NOTE: Effective Jan. 1, 2020, President Donald Trump's administration raised the salary threshold to $35,568 from $23,660 at the time. While the Biden DOL has not stated how high it plans to raise the salary requirement to still be exempt from overtime payments, Congressional members and allies have urged it be by over 100% to at least to $82,732 by 2026.

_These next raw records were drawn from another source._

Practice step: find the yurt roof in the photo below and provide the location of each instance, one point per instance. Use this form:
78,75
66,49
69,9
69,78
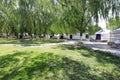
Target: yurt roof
103,31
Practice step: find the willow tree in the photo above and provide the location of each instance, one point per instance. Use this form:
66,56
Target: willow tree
7,13
81,13
113,23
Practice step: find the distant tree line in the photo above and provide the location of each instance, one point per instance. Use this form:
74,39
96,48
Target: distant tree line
42,17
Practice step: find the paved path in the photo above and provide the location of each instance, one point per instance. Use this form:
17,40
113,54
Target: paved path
102,46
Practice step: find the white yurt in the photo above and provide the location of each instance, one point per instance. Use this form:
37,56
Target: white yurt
115,35
103,35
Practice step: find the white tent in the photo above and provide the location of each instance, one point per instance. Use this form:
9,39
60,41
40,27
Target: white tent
103,35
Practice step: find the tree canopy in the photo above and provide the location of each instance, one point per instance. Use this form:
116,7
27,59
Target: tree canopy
53,16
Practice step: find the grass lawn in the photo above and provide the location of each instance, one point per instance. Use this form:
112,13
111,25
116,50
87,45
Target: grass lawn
38,41
57,63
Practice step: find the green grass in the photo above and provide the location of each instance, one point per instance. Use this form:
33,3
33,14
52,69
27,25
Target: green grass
57,63
37,41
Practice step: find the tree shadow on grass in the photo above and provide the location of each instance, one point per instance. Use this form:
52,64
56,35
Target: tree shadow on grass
48,66
104,57
38,41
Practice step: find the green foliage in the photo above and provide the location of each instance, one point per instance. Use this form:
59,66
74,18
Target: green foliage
72,64
113,23
92,29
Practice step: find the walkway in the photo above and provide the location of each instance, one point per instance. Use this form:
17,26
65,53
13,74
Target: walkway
102,46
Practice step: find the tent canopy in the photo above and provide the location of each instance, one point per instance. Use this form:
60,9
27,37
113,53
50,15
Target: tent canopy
103,32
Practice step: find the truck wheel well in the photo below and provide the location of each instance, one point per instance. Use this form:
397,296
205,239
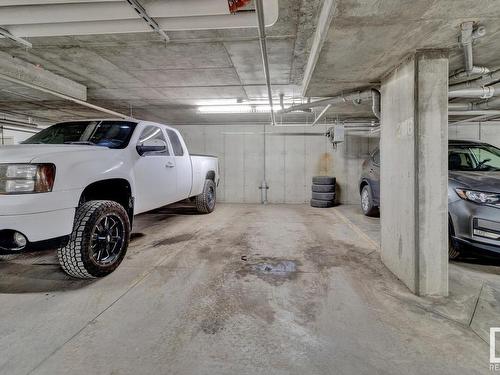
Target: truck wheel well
363,184
117,190
211,175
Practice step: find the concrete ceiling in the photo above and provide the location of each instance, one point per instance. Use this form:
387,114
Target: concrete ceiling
367,38
139,74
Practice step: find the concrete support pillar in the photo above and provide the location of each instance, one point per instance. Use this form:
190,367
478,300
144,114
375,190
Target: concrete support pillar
414,172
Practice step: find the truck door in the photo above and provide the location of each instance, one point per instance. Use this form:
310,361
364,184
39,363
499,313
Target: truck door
183,165
155,172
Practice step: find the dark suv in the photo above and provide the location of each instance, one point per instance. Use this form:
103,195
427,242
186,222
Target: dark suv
473,195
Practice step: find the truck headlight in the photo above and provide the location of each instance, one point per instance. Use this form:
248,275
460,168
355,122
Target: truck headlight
478,196
26,178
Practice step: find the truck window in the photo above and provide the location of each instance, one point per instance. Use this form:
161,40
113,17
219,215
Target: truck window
153,132
176,143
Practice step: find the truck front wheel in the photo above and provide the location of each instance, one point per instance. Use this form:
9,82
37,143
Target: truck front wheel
99,240
205,202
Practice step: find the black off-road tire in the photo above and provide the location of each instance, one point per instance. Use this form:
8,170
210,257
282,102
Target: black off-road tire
205,202
323,180
368,208
75,258
323,188
321,204
324,196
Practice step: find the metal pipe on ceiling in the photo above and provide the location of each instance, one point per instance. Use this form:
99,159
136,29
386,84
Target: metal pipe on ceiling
259,8
355,97
483,112
485,80
320,116
62,96
467,37
484,92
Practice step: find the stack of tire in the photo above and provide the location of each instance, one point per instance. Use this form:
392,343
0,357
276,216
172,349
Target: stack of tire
323,192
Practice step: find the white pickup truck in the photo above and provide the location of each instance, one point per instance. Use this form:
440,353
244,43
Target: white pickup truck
76,186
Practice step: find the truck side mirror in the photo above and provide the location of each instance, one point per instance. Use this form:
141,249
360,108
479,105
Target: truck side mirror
151,146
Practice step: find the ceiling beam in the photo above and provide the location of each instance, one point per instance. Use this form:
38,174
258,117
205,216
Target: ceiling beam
150,21
14,38
324,21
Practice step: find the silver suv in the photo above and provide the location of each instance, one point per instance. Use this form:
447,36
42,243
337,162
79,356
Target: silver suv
473,195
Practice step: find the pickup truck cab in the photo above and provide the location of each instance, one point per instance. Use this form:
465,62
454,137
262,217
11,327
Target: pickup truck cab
77,185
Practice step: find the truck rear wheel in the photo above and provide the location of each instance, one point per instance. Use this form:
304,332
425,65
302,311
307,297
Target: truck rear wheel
205,202
98,242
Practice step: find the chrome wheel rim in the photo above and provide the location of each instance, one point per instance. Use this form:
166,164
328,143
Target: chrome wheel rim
365,200
107,240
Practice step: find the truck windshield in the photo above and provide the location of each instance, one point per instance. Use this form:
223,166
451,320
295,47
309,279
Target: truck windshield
473,158
112,134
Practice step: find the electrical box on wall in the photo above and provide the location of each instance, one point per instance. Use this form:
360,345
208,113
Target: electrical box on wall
336,134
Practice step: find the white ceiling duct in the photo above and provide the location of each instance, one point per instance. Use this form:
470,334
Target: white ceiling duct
29,18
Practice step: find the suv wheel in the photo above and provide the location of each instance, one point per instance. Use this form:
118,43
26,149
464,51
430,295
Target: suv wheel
98,242
367,202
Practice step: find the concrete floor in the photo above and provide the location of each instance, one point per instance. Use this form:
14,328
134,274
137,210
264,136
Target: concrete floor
249,289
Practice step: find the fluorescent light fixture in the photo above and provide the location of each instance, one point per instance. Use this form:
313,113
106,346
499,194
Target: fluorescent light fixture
225,109
235,106
210,102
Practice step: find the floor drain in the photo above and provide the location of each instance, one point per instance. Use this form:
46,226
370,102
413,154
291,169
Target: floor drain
280,268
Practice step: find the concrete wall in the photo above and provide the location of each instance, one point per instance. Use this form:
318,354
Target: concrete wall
13,136
414,178
292,158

SEE Attached Letter for details
[BACKGROUND STORY: JULY 3, 2015 – Overtime Rule Changes for SALARIED Employees (WERE) Proposed President Obama is touting a proposed rule change that may affect millions of “salaried/exempt” employees that heretofore were not eligible by dent of the “duties test” and their pay levels for overtime. The Department of Labor (DoL) is planning to use its authority under the Fair Labor Standards Act of 1938 (which allows it to do so without Congressional approval) to adjust/change the amount of pay a “salaried” employee must receive to be still “exempt” from overtime pay. Currently, firms that pay salaried workers less than $455 a week (or $23,660 a year) must pay overtime to them, even if they meet the “duties test” (i.e., they are correctly classified as executive, administrative, and/or professional employees). DoL proposes to increase the salary level threshold to $50,400 per year (or approximately $970 per week) thereby increasing the number of “salaried” employees eligible for overtime (some estimate that would mean about 40% of salaried employees) – again, notwithstanding if they meet the “duties test.” The ambitious timetable for this proposed change is for it to take effect on the first of January 2016 (merely a coincidence it is a presidential election year].